TEXAS VIEW: Ghastly things happen at the Collin County jail

THE POINT: The best way to make sure the county will take every reasonable step to protect life is a full accounting of what happened and why.

Recently, we learned of another death in the Collin County jail. This one, Dakota Lee Kent, was the unborn son of Lauren Kent, who was an inmate there in 2019. Lauren Kent’s pleas for medical attention were ignored until, eventually, she gave birth to Dakota over a toilet in her cell, she alleges in a lawsuit.

The Collin County jail has already lost seven employees because of the case of Marvin Scott III earlier this year. Scott was an inmate there who died while in custody. The Collin County medical examiner ruled it a homicide.

Now, two years after her incarceration, Kent is suing the county and a company called Wellpath that contracts with the jail to provide medical care.

Kent was arrested May 30, 2019, on a charge of credit card abuse, according to county records. The lawsuit says she was homeless and pregnant, and that she found a lost credit card in a parking lot and used it to buy food. But it’s what happened after her arrest that matters.

A nurse at the jail gave her a pregnancy test that confirmed she was pregnant on May 30, 2019, the suit says.

According to the lawsuit, Kent asked to see a doctor almost every day of her incarceration before she gave birth on July 5. That request was never granted. Kent was having abdominal pain and vaginal bleeding. She communicated with jailers by written message through a digital kiosk. Those messages, cited in the lawsuit, were desperate: “PLEASE IM BEGGING YOU,” she wrote. “I NEED A DOCTOR.”
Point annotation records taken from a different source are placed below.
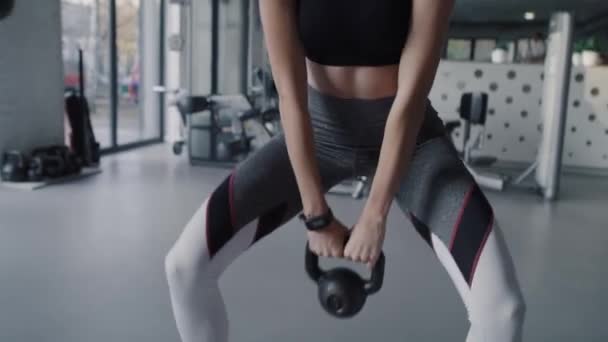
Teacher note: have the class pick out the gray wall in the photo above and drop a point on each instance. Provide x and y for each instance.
(31, 76)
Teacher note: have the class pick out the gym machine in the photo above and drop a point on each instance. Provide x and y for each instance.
(215, 126)
(547, 167)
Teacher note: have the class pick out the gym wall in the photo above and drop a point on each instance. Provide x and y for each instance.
(513, 124)
(31, 76)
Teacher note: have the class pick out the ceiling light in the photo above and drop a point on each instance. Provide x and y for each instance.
(529, 15)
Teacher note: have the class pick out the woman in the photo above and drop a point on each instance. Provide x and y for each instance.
(353, 78)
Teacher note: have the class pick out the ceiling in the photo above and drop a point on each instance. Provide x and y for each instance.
(512, 11)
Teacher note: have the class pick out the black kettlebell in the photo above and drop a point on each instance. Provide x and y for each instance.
(342, 292)
(14, 167)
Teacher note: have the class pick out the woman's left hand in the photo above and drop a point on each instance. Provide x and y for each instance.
(366, 240)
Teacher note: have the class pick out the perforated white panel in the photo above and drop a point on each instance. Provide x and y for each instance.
(513, 125)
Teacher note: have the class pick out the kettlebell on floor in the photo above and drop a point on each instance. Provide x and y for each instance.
(341, 291)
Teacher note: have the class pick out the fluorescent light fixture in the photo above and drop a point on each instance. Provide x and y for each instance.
(529, 15)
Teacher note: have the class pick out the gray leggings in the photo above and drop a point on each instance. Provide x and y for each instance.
(437, 194)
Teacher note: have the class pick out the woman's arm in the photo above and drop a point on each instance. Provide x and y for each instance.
(418, 65)
(289, 70)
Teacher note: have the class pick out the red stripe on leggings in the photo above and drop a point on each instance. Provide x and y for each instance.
(467, 198)
(483, 243)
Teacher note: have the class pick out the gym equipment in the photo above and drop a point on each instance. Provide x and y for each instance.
(555, 105)
(6, 7)
(473, 112)
(82, 137)
(341, 291)
(44, 162)
(547, 167)
(52, 162)
(14, 167)
(217, 123)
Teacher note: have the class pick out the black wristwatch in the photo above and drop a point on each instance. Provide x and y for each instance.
(317, 222)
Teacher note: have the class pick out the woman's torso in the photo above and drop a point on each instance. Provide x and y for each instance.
(353, 47)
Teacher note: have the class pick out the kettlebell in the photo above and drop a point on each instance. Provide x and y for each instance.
(341, 291)
(14, 167)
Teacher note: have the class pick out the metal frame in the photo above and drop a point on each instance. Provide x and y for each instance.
(114, 106)
(212, 160)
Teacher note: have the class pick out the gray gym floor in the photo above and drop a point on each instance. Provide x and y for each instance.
(84, 262)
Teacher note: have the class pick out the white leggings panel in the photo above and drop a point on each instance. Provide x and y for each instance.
(494, 302)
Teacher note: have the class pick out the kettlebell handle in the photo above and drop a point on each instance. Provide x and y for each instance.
(373, 285)
(377, 278)
(312, 264)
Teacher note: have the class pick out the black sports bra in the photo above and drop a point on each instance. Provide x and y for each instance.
(354, 32)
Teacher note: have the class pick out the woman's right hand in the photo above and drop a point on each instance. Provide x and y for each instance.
(329, 241)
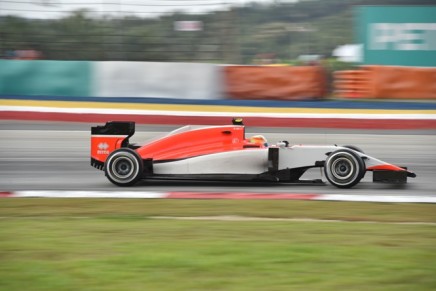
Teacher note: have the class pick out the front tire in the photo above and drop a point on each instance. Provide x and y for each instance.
(344, 168)
(124, 167)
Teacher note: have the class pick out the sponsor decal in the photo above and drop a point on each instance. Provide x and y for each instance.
(103, 148)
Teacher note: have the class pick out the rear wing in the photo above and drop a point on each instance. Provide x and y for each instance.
(107, 138)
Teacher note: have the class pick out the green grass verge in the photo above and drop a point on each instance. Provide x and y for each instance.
(86, 244)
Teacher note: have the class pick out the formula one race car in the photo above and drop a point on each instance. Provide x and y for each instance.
(224, 153)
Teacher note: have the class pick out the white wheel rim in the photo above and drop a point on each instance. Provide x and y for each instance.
(342, 168)
(123, 167)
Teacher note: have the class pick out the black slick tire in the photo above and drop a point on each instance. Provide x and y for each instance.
(124, 167)
(344, 168)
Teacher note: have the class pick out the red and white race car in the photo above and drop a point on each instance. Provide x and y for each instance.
(224, 153)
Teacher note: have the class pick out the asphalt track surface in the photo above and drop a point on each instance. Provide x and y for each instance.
(55, 156)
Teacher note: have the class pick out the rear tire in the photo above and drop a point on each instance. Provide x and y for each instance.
(124, 167)
(344, 168)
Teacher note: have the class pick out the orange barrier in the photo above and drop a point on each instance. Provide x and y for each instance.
(352, 84)
(386, 82)
(277, 83)
(402, 82)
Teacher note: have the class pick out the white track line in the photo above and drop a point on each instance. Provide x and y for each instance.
(201, 195)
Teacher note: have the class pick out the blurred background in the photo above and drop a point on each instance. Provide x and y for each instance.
(334, 34)
(216, 31)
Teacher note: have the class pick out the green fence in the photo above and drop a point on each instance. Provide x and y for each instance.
(48, 78)
(397, 35)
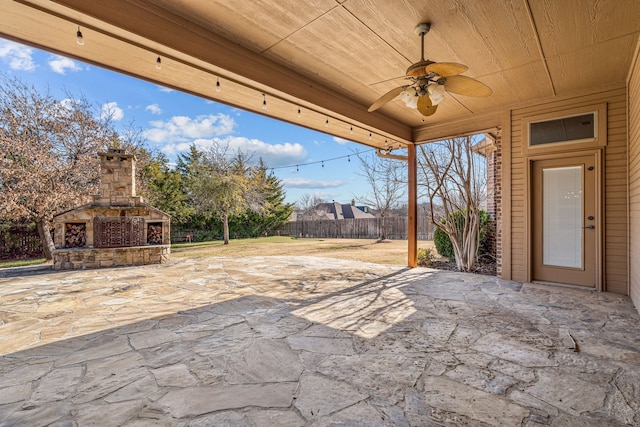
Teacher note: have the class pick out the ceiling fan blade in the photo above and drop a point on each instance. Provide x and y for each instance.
(425, 106)
(446, 69)
(386, 98)
(463, 85)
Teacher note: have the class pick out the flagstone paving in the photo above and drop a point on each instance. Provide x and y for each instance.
(300, 341)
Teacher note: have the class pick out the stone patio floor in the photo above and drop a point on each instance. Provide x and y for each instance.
(296, 341)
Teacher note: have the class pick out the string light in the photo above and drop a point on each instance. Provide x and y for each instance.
(79, 38)
(322, 162)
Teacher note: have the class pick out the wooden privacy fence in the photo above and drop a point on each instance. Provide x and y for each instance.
(358, 228)
(19, 241)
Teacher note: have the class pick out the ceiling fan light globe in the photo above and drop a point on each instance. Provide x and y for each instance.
(407, 96)
(436, 93)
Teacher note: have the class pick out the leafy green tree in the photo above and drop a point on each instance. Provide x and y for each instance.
(274, 212)
(166, 190)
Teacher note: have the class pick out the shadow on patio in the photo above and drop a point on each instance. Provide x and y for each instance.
(311, 341)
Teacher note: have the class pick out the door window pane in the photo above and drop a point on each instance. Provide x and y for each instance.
(562, 216)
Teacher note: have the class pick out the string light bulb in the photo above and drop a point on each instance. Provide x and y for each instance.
(79, 38)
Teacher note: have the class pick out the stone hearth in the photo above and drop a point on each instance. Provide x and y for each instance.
(117, 228)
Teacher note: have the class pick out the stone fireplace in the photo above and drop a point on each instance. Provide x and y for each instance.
(117, 228)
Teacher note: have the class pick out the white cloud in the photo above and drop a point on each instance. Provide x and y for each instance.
(112, 111)
(153, 108)
(310, 183)
(60, 65)
(183, 129)
(273, 155)
(17, 56)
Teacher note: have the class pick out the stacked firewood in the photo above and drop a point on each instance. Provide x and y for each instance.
(75, 235)
(154, 234)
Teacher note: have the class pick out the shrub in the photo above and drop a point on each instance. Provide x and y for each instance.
(426, 257)
(443, 243)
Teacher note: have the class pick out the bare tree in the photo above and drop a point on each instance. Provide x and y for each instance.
(225, 184)
(48, 160)
(387, 185)
(454, 177)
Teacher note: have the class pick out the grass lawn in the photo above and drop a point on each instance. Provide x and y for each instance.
(391, 252)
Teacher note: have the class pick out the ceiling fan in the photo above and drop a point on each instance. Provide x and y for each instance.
(430, 80)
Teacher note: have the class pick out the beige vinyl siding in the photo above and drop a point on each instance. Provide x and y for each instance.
(614, 184)
(634, 183)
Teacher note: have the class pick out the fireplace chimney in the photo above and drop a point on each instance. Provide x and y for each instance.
(117, 179)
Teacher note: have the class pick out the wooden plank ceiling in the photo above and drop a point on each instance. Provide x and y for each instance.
(330, 59)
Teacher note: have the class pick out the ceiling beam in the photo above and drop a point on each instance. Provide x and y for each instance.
(166, 29)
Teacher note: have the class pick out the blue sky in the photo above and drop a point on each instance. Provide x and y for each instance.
(171, 121)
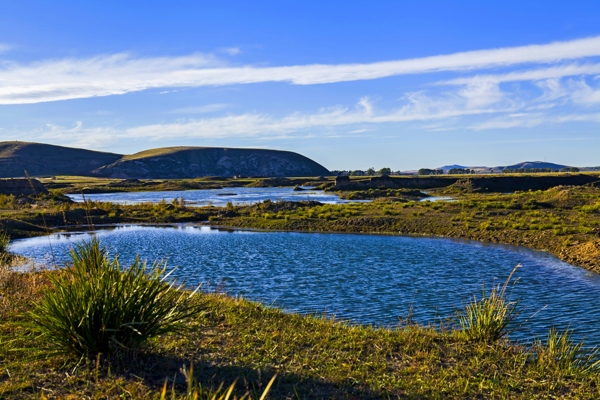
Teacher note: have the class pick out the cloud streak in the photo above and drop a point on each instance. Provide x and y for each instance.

On July 1, Kent started sending messages that she hadn’t felt her baby move in 24 hours and that she had passed a blood clot. But she was told that she would have to soak two pads with blood before she could see a doctor. County and Wellpath employees accused her of “crying wolf,” all according to the lawsuit.

As awful as this case is on its own merits, there are wider issues at play here. A CNN investigation into Wellpath examined complaints at nearly 120 locations in 32 states where the company’s written policy of cost reduction seemed to put inmates at risk.

Even if they subcontract for some services, Collin County jail is responsible for the safety and care of the people in its walls. This is not only the law, it’s common decency. Kent’s lawsuit puts the issue this way: “The question is whether these officials breached their constitutional duty to tend to the basic human needs of persons in their charge.”

Americans don’t surrender their right to be treated humanely when they commit a crime. Jails are meant to be a place of justice, not cruelty or indifference.

Representatives from the sheriff’s department declined an interview request, instead sending a two-sentence written statement that read: “Collin County contracts with a third-party medical provider for all medical services provided in the county jail. Collin County denies the allegation made in this lawsuit and will vigorously defend itself in this litigation.”

A Wellpath spokesperson replied to our request for comment last Tuesday but didn’t provide one by last Wednesday.

Collin County Judge Chris Hill did not respond to questions about the case or whether the county would continue to contract with Wellpath.

The cases of Marvin Scott III and Lauren Kent are very different. One involved a mentally unstable man and a drug charge. The other involved a homeless, pregnant woman on a fraud charge. But the common threads here are poor medical outcomes and poor transparency.

The public has a right to expect that the county will take every reasonable step to preserve and protect life. And the best way to make sure that expectation is being met is a full accounting of what happened and why.